How One Investor Sourced a Life-Changing Real Estate Deal

So, Brett reached out to his buyer, who declined the deal because there wasn’t enough timber to interest him.

Despite the developer not wanting it, Brett saw the opportunity and decided to approach his dad about partnering and buying it. The property was configured with a road that divided it into two tracts of land, which made it more attractive to Brett—he saw the potential of turning one parcel into two and selling them off individually.

Since the property was most likely going to be used for recreational purposes (e.g., hunting, ATVs, etc.), he believed that he was more likely to sell two smaller parcels than one larger one.

Related: Best Deal Ever Show #7: Infinite ROI Through Owner Financing

Making an Offer

As mentioned before, this was an estate sale. There were six siblings involved, who were going to be dividing the proceeds from the sale six ways. They were asking $252,000 for 126 acres, which comes out to $2,000/acre.

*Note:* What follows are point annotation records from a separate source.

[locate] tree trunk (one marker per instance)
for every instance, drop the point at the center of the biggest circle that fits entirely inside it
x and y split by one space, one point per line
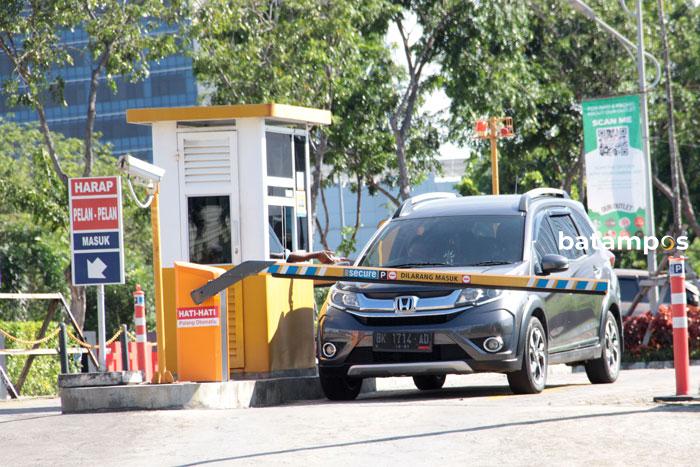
317 173
672 146
404 181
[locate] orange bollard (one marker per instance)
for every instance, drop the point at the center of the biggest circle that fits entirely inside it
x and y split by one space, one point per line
141 338
676 272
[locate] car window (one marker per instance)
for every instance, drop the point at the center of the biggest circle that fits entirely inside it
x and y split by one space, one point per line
563 226
466 240
583 224
629 287
545 243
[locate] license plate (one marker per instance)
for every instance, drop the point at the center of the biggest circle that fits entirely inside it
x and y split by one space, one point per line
403 342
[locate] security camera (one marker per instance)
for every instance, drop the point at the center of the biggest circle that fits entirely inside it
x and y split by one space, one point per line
141 172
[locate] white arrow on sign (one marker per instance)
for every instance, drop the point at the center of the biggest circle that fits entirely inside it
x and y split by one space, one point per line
96 269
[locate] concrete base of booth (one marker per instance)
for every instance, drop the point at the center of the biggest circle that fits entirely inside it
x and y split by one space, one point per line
227 395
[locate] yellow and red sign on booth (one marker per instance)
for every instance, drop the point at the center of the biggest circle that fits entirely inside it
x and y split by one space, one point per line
202 346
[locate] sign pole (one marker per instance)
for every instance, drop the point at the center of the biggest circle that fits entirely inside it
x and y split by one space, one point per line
641 70
163 375
101 337
493 136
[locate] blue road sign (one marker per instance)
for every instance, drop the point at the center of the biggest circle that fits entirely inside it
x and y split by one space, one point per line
96 241
103 267
96 230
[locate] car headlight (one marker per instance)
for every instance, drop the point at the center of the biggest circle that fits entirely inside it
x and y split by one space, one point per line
344 299
473 296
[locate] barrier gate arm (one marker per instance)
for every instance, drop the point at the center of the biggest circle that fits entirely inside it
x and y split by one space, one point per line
397 276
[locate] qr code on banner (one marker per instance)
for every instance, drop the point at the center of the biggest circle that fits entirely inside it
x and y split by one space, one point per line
613 141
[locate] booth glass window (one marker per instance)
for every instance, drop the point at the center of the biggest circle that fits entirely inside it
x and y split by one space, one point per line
279 155
282 225
209 223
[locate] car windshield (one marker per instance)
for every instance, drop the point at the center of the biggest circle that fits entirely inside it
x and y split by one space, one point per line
471 240
629 287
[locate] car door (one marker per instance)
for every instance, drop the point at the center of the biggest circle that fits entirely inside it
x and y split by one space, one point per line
556 309
579 314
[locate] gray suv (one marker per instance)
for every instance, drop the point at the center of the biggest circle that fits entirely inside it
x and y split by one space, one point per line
376 330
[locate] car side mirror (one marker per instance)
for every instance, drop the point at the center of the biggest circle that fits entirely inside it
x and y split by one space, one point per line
554 263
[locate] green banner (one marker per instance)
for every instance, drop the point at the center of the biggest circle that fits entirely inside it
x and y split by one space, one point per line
615 168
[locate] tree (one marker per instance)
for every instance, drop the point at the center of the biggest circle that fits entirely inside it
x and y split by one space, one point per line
120 41
328 54
34 220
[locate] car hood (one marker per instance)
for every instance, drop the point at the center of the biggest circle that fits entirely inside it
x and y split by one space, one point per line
515 269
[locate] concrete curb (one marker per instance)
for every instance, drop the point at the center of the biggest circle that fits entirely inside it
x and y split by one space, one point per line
658 365
226 395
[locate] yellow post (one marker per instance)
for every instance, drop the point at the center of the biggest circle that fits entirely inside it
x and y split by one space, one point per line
493 137
163 375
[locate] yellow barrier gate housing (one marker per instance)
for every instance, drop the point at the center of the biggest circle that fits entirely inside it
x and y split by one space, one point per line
236 188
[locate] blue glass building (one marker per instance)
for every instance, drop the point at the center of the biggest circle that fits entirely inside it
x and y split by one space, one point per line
170 83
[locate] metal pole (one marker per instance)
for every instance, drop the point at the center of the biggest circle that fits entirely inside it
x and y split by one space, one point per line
163 376
101 338
494 155
63 348
342 203
651 256
125 348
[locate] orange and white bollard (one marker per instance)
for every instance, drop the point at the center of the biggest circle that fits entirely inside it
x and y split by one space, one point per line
676 272
141 337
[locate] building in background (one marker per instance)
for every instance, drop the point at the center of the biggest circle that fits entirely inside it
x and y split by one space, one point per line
378 208
170 83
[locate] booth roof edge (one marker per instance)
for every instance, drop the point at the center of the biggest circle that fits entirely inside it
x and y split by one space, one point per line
284 112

However, Brett felt like there was room to negotiate. They would be splitting the proceeds anyway, so it wouldn’t feel like that much of a difference if he offered less.

Negotiating Intelligently

Instead of communicating the offer with a new dollar amount, one significant negotiation tactic that Brett used was to make an offer per acre. So, he offered $1,200/acre, which seems a lot easier to swallow than him asking for a price reduction of $100,800.

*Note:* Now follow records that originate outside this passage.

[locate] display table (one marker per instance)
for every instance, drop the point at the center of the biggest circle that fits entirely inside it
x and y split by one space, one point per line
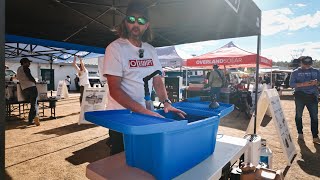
228 151
14 105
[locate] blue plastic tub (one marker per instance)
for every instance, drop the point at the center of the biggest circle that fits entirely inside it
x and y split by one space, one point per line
164 147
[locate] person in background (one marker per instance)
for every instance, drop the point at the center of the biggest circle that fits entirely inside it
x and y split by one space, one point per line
68 82
305 82
83 75
76 82
29 90
125 76
216 81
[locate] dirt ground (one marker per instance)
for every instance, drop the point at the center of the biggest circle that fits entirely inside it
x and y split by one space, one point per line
61 149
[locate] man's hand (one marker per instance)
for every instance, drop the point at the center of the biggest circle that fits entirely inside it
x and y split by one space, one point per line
167 108
152 113
74 59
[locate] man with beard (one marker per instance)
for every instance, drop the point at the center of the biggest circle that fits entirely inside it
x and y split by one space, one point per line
305 81
127 61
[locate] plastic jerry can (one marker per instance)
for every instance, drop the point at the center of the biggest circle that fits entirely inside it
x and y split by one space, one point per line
266 154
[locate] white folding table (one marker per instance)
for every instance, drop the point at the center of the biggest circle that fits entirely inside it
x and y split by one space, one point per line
228 150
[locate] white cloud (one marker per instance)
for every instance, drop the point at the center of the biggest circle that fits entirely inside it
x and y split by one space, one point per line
279 20
300 5
285 52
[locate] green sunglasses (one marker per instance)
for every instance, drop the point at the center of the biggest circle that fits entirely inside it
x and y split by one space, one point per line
133 19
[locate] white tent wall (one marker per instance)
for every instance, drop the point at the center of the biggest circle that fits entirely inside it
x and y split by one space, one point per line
60 71
169 57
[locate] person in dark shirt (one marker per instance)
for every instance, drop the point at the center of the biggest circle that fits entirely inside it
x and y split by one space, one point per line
305 81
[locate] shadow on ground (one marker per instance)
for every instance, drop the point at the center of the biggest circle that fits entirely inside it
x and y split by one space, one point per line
16 122
71 128
287 97
90 154
309 161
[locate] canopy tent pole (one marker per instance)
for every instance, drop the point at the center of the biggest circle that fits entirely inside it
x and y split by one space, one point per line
271 77
2 94
51 61
257 85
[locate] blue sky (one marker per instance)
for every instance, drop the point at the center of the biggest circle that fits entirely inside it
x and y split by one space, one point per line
290 28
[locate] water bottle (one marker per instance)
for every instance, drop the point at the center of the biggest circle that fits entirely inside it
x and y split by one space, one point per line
265 154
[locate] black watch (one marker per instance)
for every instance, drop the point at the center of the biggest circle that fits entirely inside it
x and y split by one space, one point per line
167 101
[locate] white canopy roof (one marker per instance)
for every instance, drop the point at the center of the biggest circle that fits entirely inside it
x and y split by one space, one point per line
168 56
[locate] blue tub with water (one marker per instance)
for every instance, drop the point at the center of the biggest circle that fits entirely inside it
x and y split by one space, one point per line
164 147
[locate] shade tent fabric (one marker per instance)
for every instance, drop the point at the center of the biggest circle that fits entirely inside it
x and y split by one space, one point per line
91 23
169 57
230 56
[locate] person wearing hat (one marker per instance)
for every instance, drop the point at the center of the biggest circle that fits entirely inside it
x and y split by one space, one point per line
216 82
29 90
127 61
305 82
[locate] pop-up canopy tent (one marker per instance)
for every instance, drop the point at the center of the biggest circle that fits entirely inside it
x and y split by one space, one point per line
91 23
169 57
229 56
88 25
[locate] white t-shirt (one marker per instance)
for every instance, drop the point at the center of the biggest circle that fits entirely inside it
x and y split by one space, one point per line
122 59
83 77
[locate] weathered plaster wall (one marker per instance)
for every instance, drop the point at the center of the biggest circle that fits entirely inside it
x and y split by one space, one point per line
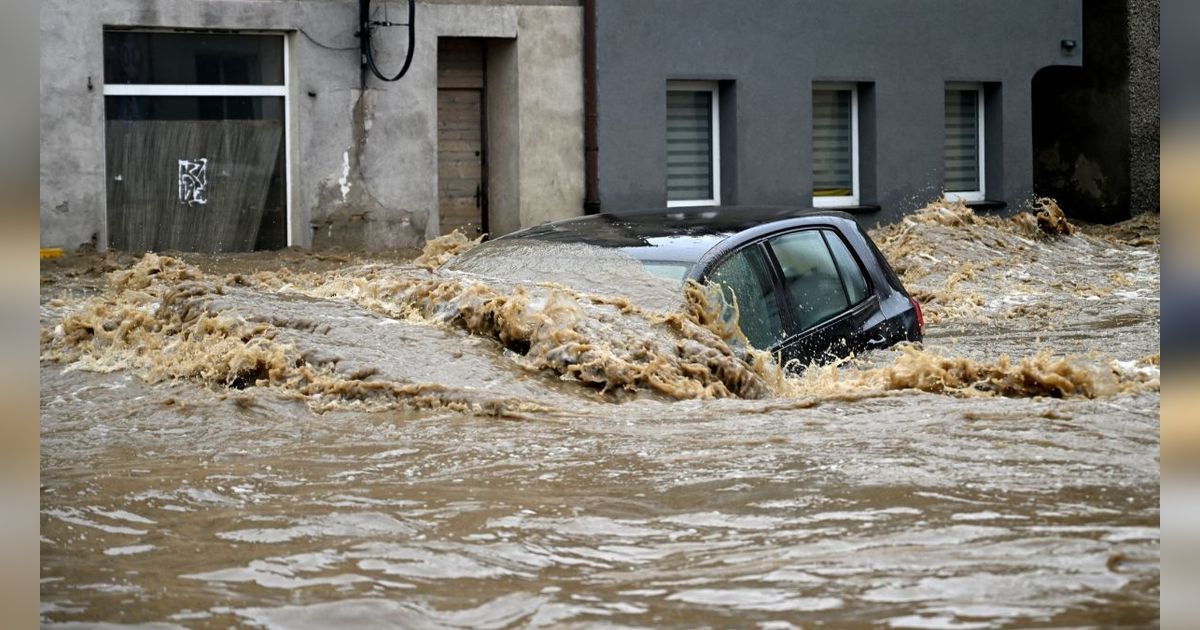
378 145
768 53
550 52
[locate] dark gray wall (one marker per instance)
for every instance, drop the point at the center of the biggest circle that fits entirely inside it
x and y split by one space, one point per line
1096 127
768 53
1144 108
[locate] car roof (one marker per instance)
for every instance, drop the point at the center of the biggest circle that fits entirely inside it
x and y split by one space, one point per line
672 234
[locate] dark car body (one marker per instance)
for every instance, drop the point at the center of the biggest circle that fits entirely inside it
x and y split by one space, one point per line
810 285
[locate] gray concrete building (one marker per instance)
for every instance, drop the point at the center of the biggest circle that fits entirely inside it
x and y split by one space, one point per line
1096 127
875 106
234 125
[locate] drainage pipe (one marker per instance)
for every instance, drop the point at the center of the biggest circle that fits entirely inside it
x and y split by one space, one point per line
591 149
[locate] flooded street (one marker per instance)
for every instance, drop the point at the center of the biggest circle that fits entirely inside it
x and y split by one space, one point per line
304 441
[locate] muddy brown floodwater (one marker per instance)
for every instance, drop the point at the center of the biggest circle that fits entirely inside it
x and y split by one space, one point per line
301 441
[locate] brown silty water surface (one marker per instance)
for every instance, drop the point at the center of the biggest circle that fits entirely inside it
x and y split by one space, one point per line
300 441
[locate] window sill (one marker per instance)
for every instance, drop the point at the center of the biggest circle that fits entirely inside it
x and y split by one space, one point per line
987 204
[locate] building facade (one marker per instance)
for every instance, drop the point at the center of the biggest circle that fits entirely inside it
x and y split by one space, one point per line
874 106
231 125
238 125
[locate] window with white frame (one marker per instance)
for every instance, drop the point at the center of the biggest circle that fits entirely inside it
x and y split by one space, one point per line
834 144
965 174
694 163
196 139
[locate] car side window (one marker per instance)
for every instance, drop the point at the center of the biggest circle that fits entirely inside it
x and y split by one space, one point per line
747 276
810 277
851 273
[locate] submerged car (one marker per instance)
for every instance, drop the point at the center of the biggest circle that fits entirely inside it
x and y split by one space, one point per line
810 286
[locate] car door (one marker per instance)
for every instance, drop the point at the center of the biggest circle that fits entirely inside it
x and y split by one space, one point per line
827 295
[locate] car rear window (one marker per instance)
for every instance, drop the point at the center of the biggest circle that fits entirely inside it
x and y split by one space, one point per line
747 276
810 276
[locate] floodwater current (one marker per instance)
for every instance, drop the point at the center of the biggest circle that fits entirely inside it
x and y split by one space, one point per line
317 441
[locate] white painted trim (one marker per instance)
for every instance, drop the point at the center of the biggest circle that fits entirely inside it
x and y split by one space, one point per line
142 89
713 90
853 199
972 196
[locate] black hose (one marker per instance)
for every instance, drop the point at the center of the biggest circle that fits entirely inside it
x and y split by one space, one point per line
365 28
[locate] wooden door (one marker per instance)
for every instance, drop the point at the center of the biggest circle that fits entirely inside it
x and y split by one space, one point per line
462 160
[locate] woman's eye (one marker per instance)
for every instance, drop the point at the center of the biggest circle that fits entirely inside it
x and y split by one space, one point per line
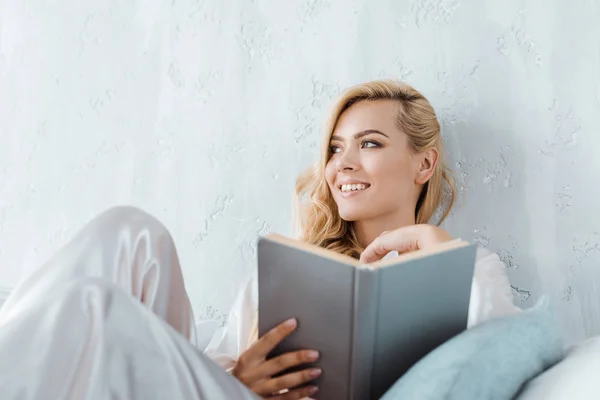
369 143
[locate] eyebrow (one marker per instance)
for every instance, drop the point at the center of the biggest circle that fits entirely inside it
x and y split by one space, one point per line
360 134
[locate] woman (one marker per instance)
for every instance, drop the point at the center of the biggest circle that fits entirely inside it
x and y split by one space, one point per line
379 182
108 316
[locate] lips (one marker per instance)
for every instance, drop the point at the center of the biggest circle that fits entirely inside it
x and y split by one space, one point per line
353 187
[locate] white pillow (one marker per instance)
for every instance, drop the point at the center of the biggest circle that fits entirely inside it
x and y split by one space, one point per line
576 377
4 292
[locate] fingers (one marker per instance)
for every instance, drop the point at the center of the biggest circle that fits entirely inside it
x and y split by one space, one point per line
400 241
296 394
272 338
249 367
263 346
286 361
290 380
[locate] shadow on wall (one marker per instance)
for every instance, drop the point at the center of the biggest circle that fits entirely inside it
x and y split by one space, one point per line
4 292
489 163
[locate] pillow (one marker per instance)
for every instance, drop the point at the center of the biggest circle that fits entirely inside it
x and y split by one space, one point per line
576 377
489 361
4 292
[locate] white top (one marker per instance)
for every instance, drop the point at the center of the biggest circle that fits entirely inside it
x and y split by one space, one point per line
491 297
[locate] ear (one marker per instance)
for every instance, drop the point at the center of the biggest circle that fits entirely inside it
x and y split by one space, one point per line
427 160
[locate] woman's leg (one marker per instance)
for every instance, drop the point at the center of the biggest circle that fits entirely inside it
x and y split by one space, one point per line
125 246
88 340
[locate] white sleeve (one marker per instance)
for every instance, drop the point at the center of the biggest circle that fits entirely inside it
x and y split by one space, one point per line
229 343
491 294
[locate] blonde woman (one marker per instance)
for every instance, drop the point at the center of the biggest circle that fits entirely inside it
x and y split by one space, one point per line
108 316
374 193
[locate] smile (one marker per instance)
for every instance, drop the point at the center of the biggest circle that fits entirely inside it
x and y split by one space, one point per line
355 187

After some back and forth, they ended up agreeing to a purchase price of $1,200/acre or $151,200.

Surveying the Land

Prior to closing, Brett and his dad decided to start the surveying process to verify the acreage; however, due to the age of the previous survey and the rudimentary process used, it took much longer to obtain than normal. The surveyor—aware that it was taking longer than anticipated—contacted Brett to let him know that he was almost finished. It would be another month, but he believed that the property wasn’t going to survey for less than 126 acres—in fact, it would probably end up being more.

Since the sellers were wanting to close, they decided that they would take the risk of closing before the survey was completed and put 126 acres on the deed. That risk paid off big time…

Once the survey was finally completed, it came back showing that there were actually 133 acres, giving Brett and his dad an additional seven for free!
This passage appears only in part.